There is no official data on how many trans and nonbinary people live in Argentina, but as of March, 12,320 people had changed their sex on their identity card.
Even before 2012, when the government passed the Gender Identity Law, which guarantees the right of every citizen to define their gender identity, the country had a track record of passing progressive civil rights laws and policies. In 2010, Argentina became the first Latin American country to legalize same-sex marriage. In July 2021, it became the first country in Latin America to recognize nonbinary identities, enabling citizens and non-national residents to choose a third gender category, “X” (neither male nor female), on identity cards and passports.
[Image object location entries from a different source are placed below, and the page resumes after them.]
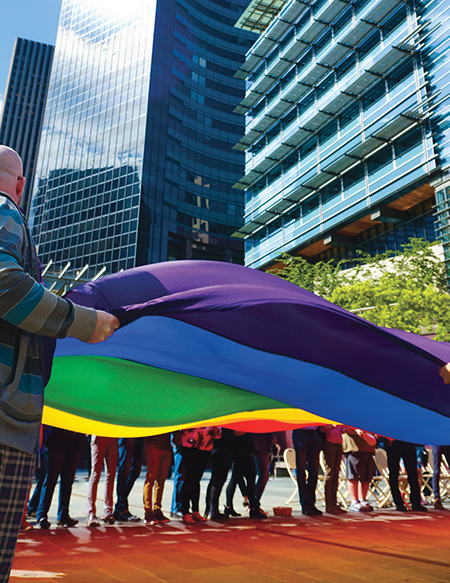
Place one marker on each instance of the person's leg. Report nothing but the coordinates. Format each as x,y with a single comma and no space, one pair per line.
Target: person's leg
186,486
135,469
393,455
16,473
231,487
353,489
68,471
262,466
336,472
178,479
201,458
40,475
332,455
221,462
111,456
125,457
437,458
163,471
149,478
55,463
410,462
98,448
313,454
363,490
301,452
Organizations like ATTTA and Fundación Huésped, which act as intermediaries between health centers and trans people, are behind many of these changes. As part of these programs, advocates accompany trans people to consultations, advise and help them make medical appointments, and provide them with information about health care and subsidies.
“We can now say that today, there are 50- to 60-year-old trans women undergoing treatment with access to health care … though this could still be much better,” says Marcela Romero, president of ATTTA.
Lucila Pellettieri, GPJ Argentina
These aren’t the only organizations working to improve access to health care for the community. With the intervention of Bachillerato Popular Travesti-Trans Mocha Celis, Fredytika Murillo Seguin, who studies at the school, got an appointment for free dental prosthetics at a public hospital. Until recently, Murillo, a 51-year-old trans woman, had never received dental care. “There are still a lot of differences, a lot of prejudices,” she says. “Because of the way I am, there are places where, no matter how often you go, they’ll just make up excuses to avoid you, to not help you.”
Juan Sotelo, technical equipment consultant with the Ministry of Health’s Dirección de Respuesta al VIH, ITS, Hepatitis Virales y Tuberculosis, an office that advocates for inclusion in health care spaces, says the ministry provides training to interested centers. But while inclusion is a national policy, Sotelo says, the ministry does not have enforcement powers. Like states, each province can decide whether or not to follow the recommendations.
Cases like Murillo’s and Martínez’s are many now. There has been some progress, Romero says, but more needs to be done to make the health system more inclusive. Many in the community are afraid that with a life expectancy of 35 to 40 years, they can’t afford to wait.
“Social change takes time and nosotras, specifically nosotres and nosotros don’t have time,” Mireles from Bachillerato Popular Travesti-Trans Mocha Celis says, using gender-inclusive pronouns in Spanish. “We don’t have time to wait. … Our heads are full of muertos [the dead].” Mireles’ colleague was murdered just a day before this interview.